Я тихонько устроился на качелях, закрыл глаза и стал раскачиваться, но качели не дали сделать мне полный оборот, начав истошно скрипеть. Я ощутил волны страха со стороны песочницы. Не хотел портить их детского счастья даже ценой своего Солнца. Остановился, открыл глаза.

Мамы на скамейках недовольно посматривали в мою сторону. Дети же давно забыли про меня и все трое уплотняли голыми ладошками с разных сторон большой кулич. Я решил понаблюдать за игрой.

В ней было очарование абсолютной наивности. Они, наверное, были счастливы, ведь создали свой маленький мир и жили в нем сейчас, не разбирая, в чем его смысл и цель.

Я так уже не мог, я был безнадежно болен пониманием, что, играя в песочнице, позволяешь песку потенциала созидания утекать сквозь пальцы. Да, преждевременное понимание – ужасная боль.
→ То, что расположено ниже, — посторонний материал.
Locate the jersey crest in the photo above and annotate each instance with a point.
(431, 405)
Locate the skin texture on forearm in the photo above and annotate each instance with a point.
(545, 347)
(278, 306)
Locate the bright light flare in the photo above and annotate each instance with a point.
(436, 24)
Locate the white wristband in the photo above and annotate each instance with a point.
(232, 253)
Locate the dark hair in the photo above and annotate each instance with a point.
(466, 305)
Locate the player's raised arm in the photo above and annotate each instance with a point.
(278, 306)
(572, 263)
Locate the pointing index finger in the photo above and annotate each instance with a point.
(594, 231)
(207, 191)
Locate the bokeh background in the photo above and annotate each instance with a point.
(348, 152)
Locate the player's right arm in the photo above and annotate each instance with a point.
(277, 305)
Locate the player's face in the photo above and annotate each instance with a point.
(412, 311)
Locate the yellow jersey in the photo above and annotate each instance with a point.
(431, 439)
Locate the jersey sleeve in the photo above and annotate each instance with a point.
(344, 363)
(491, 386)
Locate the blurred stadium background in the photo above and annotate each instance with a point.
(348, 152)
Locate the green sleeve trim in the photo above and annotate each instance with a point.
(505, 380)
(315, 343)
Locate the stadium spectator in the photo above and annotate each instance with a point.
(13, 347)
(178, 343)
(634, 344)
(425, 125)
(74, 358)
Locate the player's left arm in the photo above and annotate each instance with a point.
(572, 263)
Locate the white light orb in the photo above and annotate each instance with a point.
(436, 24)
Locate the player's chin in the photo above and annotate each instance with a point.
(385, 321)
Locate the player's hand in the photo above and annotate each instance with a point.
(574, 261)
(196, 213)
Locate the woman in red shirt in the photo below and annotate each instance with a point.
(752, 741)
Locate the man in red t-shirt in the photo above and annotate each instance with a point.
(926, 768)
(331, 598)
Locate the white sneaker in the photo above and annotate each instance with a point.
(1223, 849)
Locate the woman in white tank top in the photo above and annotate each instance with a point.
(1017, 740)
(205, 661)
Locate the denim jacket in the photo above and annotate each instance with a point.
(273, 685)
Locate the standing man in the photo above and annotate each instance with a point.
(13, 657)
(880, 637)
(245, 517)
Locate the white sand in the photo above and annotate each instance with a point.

Почему преждевременное? Потому что оно всегда преждевременное, это закон природы. Когда разочаруешься в старой игре, у тебя еще нет новой. Ты не мог создать новую раньше, ведь ты был увлечен старой. Теперь ты оказался в безвоздушном пространстве и тебе предстоит заполнить его новым миром, новой игрой.

Минут через десять пришла еще одна мама с ребенком чуть постарше, лет шести, худым и в очках. Он неуверенно подошел к песочнице и что-то сказал, кажется: «Давайте». Дети повернули головы на секунду, сразу потеряли интерес к нему и продолжили свое занятие. Новенький перешагнул оградку песочницы и, кажется, наступил случайно на какую-то песочную постройку. Малыши стали кричать на него и даже угрожать пластмассовыми лопатками. Одна из мам нервно вскочила. Мальчик в очках… мгновение растерянности, а потом – разрушение! Удар ногой, и большой кулич рассыпался. Девочка заплакала, один мальчик стал бить разрушителя лопаткой, другой толкнул плечом, и тот выскочил из песочницы, отбежал в мою сторону и сказал громко: «Дураки! Дурью играются! Глупые!»

Повернулся ко мне и крикнул: «Я прав дядя! Да?»

Я медленно встал с качелей, подошел к нему – увидел: из-под очков текли слезы – и присел на корточки рядом. Его мама уже подбегала к нам. Впрочем, эта молодая девушка не станет мама тогда не стала мешать нашему разговору с мальчиком с тем странным незнакомцем. Я успеваю он успел сказать нужные слова. Сейчас он не поймет тогда я не понял их смысл. Но со временем теперь они принесут пользу стали оружием ему в моих руках:

«Мальчик! Человек играет. Такова его природа. Он любит игры и восхищается ими. Он возмущается только чужими играми, и только если не умеет в них играть. Тогда он изображает презрение к игре, презрение к игрокам, чтобы скрыть свою боль: он бы хотел в это играть, да не умеет. Мальчик! Пойми! Человек может не играть в игру от силы или от слабости. От силы значит: мог бы и с легкостью, да не хочет. От слабости значит: не может и подавляет желание. Мальчик! Ты станешь взрослым, игры твои будут стоить очень дорого. Может статься, цена их будет измеряться человеческими жизнями. Поэтому в будущем, начиная игру, спрашивай себя: «не втягивают ли меня в игру хитростью?», прекращая игру, спрашивай: «не прогоняют ли меня из игры силой?» Счастья тебе! До встречи. Мама ждет».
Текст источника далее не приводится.